Der Krankenstand im Südwesten ist nach aktuellen Zahlen der AOK Baden-Württemberg im Vergleich zu den beiden zurückliegenden Jahren auf einem gleichbleibenden Niveau. Die AOK Baden-Württemberg verzeichnete 2019 im Schnitt pro Mitglied 18,7 Fehltage. Das sind 0,1 Tage mehr als 2018 und 0,4 Tage mehr als 2017. Der Krankenstand ist mit 5,1 Prozent im Vergleich zu 2018 unverändert. Während es bei den Atemwegserkrankungen einen Rückgang (minus 1,4 Prozent) der Fehltage gibt, lässt sich bei den Muskel- und Skeletterkrankungen (plus 0,4 Prozent) sowie bei den psychischen Erkrankungen (plus 0,5 Prozent) ein leichter Anstieg beobachten.

 

Wie die aktuellen Zahlen zeigen, sind bei Mitgliedern der AOK Baden-Württemberg insgesamt 3,49 Millionen Fälle von Arbeitsunfähigkeit und 37,25 Millionen Fehltage registriert worden. Die Erwerbspersonen in Baden-Württemberg waren 2019 durchschnittlich (1,8-mal) genauso oft krankgeschrieben als im Vorjahr.

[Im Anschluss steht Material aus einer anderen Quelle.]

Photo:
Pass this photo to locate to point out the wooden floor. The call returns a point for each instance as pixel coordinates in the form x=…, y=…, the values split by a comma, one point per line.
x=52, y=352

Für die krankheitsbedingten Fehltage sind nach wie vor besonders Krankheiten des Muskel-Skelett-Systems und des Bindegewebes (22,4 Prozent), Krankheiten des Atmungssystems (12,9 Prozent), psychische Störungen (11,8 Prozent) sowie Verletzungen (10,4 Prozent) verantwortlich.

 

Während die Zahlen für Verletzungen nahezu unverändert geblieben sind, belegt die aktuelle Auswertung bei den Atemwegserkrankungen einen Rückgang. Die Zahl der krankheitsbedingten Fehltage, die auf psychische Störungen zurückzuführen sind, ist in den letzten Jahren kontinuierlich leicht angestiegen.

 

„Die kontinuierliche Steigerung an psychischen Erkrankungen bei Arbeitnehmern ist auch darauf zurück zu führen, dass sich die Arbeitswelt in den vergangenen Jahren massiv verändert hat. Beschleunigung, Informationsflut, Zunahme der Kopfarbeit, Arbeitsverdichtung – all das spielt ebenso wie beispielsweise die ständige Erreichbarkeit im Privaten eine Rolle“, erklärt Jutta Ommer-Hohl, Fachbereichsleiterin Gesundheitsförderung bei der AOK Baden-Württemberg. Hinzu komme die wachsende Bereitschaft Betroffener, ihre Probleme offen beim Arzt anzusprechen. „Auch die Ärzte selbst zeigen eine höhere Sensibilisierung für psychische Erkrankungen“, sagt Ommer-Hohl. „Bei Beschäftigten, die früher mit rein körperlichen Diagnosen krankgeschrieben waren, wird heute öfter eine psychische Erkrankung diagnostiziert.“

 

„Die gesundheitliche Vorsorge am Arbeitsplatz gewinnt zunehmend an Bedeutung. Die Arbeitnehmer werden immer älter. Und durch den sich abzeichnenden Fachkräftemangel ist es für Unternehmen immer wichtiger, die Mitarbeiter möglichst lange gesund zu erhalten“, sagt die Gesundheitsexpertin. Die AOK Baden-Württemberg bietet den Firmen, die sich hier engagieren wollen, spezielle Instrumente der Krankenstands-Analyse. Mit deren Hilfe kann die AOK mögliche Krankheits- und Belastungsschwerpunkte ermitteln. Sie gibt damit den Unternehmen nach der Auswertung eine Grundlage, entsprechende Maßnahmen für gesundheitsfördernde Arbeitsbedingungen zu entwickeln.